[edit]
Improved Generalization Bounds for Robust Learning
Proceedings of the 30th International Conference on Algorithmic Learning Theory, PMLR 98:162-183, 2019.
Abstract
We consider a model of robust learning in an adversarial
environment. The learner gets uncorrupted training data with access
to possible corruptions that may be effected by the adversary during
testing. The learner’s goal is to build a robust classifier that would be
tested on future adversarial examples. We use a zero-sum game
between the learner and the adversary as our game theoretic
framework. The adversary is limited to $k$ possible corruptions for
each input. Our model is closely related to the adversarial examples
model of Schmidt et al. (2018); Madry et al. (2017).
Our main results consist of generalization bounds for the binary and
multi-class classification, as well as the real-valued case (regression).
For the binary classification setting, we both tighten the generalization bound of
Feige, Mansour, and Schapire (2015), and also are able to handle an infinite hypothesis class $H$.
The sample complexity is improved from
$O(\frac{1}{\epsilon^4}\log(\frac{|H|}{\delta}))$ to $O(\frac{1}{\epsilon^2}(k\log(k)VC(H)+\log\frac{1}{\delta}))$.

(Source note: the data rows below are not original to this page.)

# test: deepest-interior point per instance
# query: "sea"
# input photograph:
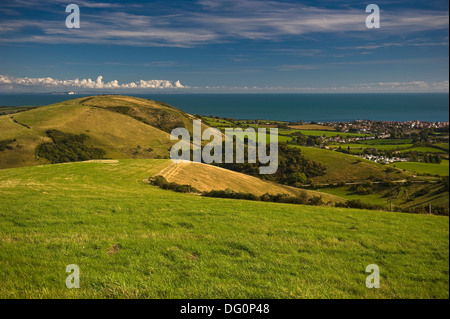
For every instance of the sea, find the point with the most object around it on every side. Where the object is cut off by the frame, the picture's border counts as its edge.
(428, 107)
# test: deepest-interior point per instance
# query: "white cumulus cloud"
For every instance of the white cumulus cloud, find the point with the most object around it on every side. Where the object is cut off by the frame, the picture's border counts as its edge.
(49, 82)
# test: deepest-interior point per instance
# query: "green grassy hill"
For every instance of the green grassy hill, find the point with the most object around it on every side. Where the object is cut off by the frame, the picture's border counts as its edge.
(125, 127)
(206, 178)
(134, 240)
(441, 169)
(346, 168)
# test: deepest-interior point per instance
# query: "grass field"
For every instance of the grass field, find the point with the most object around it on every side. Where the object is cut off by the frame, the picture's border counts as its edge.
(206, 178)
(343, 167)
(141, 131)
(133, 240)
(424, 150)
(425, 168)
(405, 198)
(323, 133)
(383, 147)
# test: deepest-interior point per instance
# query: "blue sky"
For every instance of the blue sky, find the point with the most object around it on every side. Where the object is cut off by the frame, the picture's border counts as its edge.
(224, 46)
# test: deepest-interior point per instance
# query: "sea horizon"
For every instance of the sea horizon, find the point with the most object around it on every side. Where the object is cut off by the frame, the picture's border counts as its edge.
(309, 107)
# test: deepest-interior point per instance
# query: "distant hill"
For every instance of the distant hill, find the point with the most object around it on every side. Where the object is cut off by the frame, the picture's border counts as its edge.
(206, 178)
(346, 168)
(122, 126)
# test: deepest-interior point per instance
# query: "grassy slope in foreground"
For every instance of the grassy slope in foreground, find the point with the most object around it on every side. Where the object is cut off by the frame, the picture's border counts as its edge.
(131, 239)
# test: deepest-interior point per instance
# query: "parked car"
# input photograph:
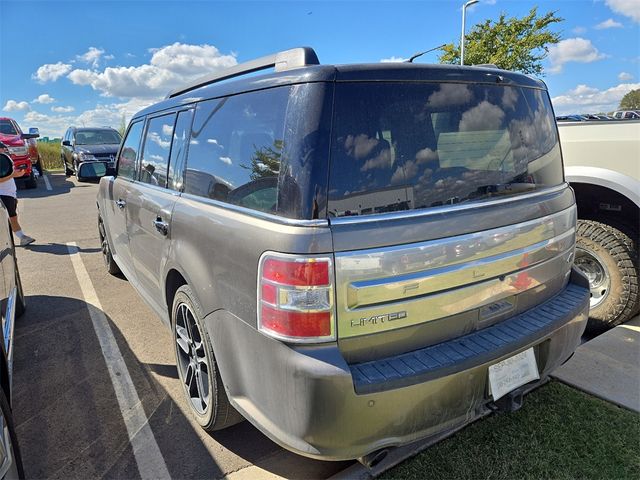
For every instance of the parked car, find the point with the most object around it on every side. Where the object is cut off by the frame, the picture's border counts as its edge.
(16, 141)
(368, 254)
(88, 145)
(602, 164)
(13, 306)
(34, 153)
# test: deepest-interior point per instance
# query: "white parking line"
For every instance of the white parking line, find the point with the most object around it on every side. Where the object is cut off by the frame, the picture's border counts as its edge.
(149, 459)
(46, 182)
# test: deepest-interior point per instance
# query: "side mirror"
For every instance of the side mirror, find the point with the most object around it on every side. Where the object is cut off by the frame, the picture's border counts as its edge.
(6, 165)
(92, 170)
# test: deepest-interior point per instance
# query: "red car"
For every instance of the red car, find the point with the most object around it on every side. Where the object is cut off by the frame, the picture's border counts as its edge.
(18, 149)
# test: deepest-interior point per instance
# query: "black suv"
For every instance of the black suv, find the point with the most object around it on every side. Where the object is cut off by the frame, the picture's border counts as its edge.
(88, 145)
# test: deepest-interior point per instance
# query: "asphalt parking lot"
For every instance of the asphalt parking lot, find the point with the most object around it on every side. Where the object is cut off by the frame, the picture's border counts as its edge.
(69, 411)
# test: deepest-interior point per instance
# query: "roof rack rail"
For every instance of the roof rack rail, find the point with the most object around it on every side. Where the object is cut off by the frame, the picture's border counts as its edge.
(285, 60)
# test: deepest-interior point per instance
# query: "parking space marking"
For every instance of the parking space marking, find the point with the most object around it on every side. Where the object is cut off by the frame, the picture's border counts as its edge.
(46, 182)
(149, 459)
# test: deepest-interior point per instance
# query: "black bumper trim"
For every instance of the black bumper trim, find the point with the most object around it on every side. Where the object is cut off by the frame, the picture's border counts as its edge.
(470, 350)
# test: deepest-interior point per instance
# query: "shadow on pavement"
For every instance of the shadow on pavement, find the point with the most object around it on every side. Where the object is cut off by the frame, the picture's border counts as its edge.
(57, 248)
(67, 416)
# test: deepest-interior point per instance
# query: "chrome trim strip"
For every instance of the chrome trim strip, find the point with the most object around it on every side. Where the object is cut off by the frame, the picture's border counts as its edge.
(426, 212)
(257, 214)
(362, 294)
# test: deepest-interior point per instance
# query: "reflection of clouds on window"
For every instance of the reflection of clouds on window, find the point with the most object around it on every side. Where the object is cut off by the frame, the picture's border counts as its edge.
(359, 146)
(426, 155)
(509, 98)
(382, 160)
(449, 95)
(484, 116)
(155, 138)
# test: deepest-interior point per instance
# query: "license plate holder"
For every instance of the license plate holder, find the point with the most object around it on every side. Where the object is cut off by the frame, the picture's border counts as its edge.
(512, 372)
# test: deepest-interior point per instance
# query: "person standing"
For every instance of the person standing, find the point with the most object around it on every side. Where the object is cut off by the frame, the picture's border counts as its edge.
(9, 196)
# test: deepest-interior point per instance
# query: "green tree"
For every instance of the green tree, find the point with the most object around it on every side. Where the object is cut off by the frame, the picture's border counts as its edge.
(631, 101)
(518, 44)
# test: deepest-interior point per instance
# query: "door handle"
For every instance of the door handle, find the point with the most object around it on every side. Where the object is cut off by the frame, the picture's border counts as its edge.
(161, 226)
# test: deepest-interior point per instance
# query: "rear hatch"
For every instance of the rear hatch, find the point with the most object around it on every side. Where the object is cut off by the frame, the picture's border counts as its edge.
(448, 210)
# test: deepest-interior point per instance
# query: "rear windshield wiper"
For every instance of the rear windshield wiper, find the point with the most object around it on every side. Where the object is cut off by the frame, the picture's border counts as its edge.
(505, 188)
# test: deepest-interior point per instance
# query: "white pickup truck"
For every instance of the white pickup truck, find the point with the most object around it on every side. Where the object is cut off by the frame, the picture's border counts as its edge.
(602, 163)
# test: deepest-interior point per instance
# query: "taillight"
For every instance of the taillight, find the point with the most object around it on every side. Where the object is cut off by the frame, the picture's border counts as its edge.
(295, 298)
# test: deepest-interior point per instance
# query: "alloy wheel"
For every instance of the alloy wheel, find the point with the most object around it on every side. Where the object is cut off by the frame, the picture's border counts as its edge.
(192, 359)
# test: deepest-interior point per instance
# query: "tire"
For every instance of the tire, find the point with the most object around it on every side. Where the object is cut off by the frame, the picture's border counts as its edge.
(196, 365)
(606, 255)
(110, 263)
(21, 304)
(9, 439)
(31, 181)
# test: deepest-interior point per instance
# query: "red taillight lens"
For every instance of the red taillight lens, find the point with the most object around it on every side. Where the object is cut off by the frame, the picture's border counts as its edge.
(298, 273)
(295, 298)
(296, 324)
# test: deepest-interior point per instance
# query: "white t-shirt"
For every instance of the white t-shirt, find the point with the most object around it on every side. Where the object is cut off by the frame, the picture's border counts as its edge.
(8, 188)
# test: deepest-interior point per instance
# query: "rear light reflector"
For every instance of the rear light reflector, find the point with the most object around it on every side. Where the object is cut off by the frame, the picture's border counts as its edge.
(295, 298)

Additionally, we extend the algorithm and generalization bound from the binary
to the multiclass and real-valued cases. Along the way, we obtain results on fat-shattering dimension
and Rademacher complexity of $k$-fold maxima over function classes; these may be of independent interest.
For binary classification, the algorithm of Feige et al. (2015) uses a regret minimization algorithm
and an ERM oracle as a blackbox; we adapt it for the multi-class and regression settings.
The algorithm provides us with near optimal policies for the players on a given training sample.